Behind the Boxplot
Aaryan s -
Hi all!
I finally reached the point I had been working toward: visualizing and analyzing the differences in reimbursement timelines between public and private insurance. While I expected some variability, the results were more striking than I anticipated—and they challenge some common assumptions about efficiency in the American healthcare system.
I began by organizing the data into two datasets: one for claims processed through private insurance and one for claims submitted to public insurance, specifically Arizona Complete Health under Medicaid. Each dataset included key columns like service type, date of service, total days until payment, claim amount, and payor. After ensuring the datasets had matching structures, I merged them into one master dataset in R, labeled each claim by insurance type, and used that combined data to generate boxplots and run statistical tests.
The boxplot comparing reimbursement times by insurance type immediately revealed key differences. Not only was the median reimbursement time for private insurance higher than for public insurance, but private claims also had a much wider interquartile range and an enormous number of outliers, some of which extended over 600 days. Public insurance, on the other hand, showed a more compressed distribution — slower on average, but more consistent and predictable.
The histograms provide additional clarity to the patterns revealed in the boxplot. The private insurance histogram shows a sharp peak around 30–60 days but features a long, heavy tail stretching beyond 600 days. This highlights a significant number of extreme outliers — claims that took far longer than average to be reimbursed. In contrast, the public insurance histogram also skews right but is more compact, with most claims clustering below 100 days and fewer extreme delays. Together, these visualizations emphasize that while both systems are skewed, private insurance reimbursement times are not only slower on average but also far more erratic and prone to extended delays.

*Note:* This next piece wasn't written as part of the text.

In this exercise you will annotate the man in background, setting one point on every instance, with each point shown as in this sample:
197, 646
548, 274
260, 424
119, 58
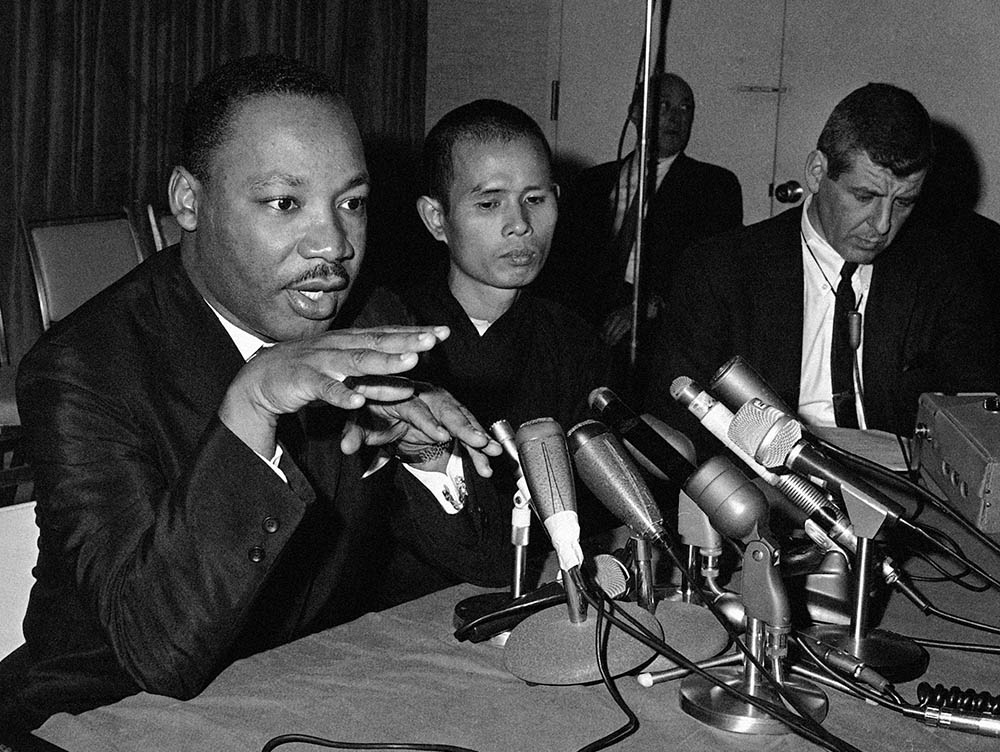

To test whether these differences were statistically significant, I used the Mann-Whitney U test, which is appropriate for skewed data like mine. The result was unambiguous: W = 102,946,508, p < 2.2e-16, indicating a highly significant difference in reimbursement times between private and public insurance claims. With a p-value this small, it’s clear that the observed differences are not due to random variation.
This challenges the common narrative that private insurance is inherently more efficient because it’s driven by market forces. In fact, my data suggests that private insurance may introduce more administrative complexity and delay. Prior authorizations, claim rejections, and fragmented plan structures could be contributing to the longer wait times. Public insurance, although often stereotyped as slow and bureaucratic, displayed a steadier and more standardized pattern.
Next steps in my project include stratifying the data by procedure type and claim amount to see whether these trends hold across different services. I’ll also explore whether outliers have identifiable causes and consider trimming the dataset to analyze “clean” claims separately. For now, though, it’s clear that the type of insurance matters — not just for what gets covered, but for how long providers have to wait to get paid.